Я перевела разговор на Дуайта Рейда и его борьбу с преступностью и упомянула, что мы нашли Джереми в доме-мемориале, построенном в честь Дуайта.

Казалось, это не произвело никакого впечатления на Эндрю.

– Дуайт много сил отдавал этому, я полагаю. Но даже сам сэр Галахад растерялся бы в Нью-Йорке сегодня, особенно если учесть наши несправедливые законы и продажное правосудие.

– Даже несмотря на то, что Джима Фиска[3]3
  Крупный оптовый торговец из Вермонта, замешанный в делах, связанных с коррупцией.


[Закрыть]
посадили? – спросила я.

– Это только первые шаги. Дуайт Рейд сделал едва заметную зарубку. Тем более жаль, потому что он завоевал любовь публики. – Он резко изменил тему разговора: – Вы все еще собираетесь взять детей на дневной спектакль Сесили Мэнсфилд?

Я рассказала ему, что мистер Рейд сегодня днем упомянул о намерении снять нам ложу, и Эндрю тихо свистнул:

– Ложу! Он, видно, сошел с ума.

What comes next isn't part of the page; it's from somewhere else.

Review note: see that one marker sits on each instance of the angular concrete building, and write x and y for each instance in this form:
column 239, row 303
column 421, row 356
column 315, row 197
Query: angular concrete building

Неужели он не понимает, что если вас никто не знает, то Селину и мальчика узнают многие?

– Ну и что из этого? – раздраженно спросила я. – Неужели все должны вести себя так, чтобы трагедия, происшедшая в прошлом, навеки испортила жизнь этим детям?

Эндрю откинул прядь волос со лба, словно раздумывая над чем-то.

– Что же это такое? – снова задала я вопрос. – В чем дело с этой пьесой, что все начинают странно вести себя, как только я упоминаю о ней?

– Об этом я тоже мог бы вам сказать, – ответил он. – Хотя и не знаю, почему я должен всегда обо всем информировать вас. Но, по крайней мере, у меня нет ощущения, что я должен быть деликатен, как только дело касается репутации мистера Рейда. Знаете, не совсем приятная репутация. Его имя связывали какое-то время с именем этой женщины, Мэнсфилд. Публика знает, что он был без ума от нее.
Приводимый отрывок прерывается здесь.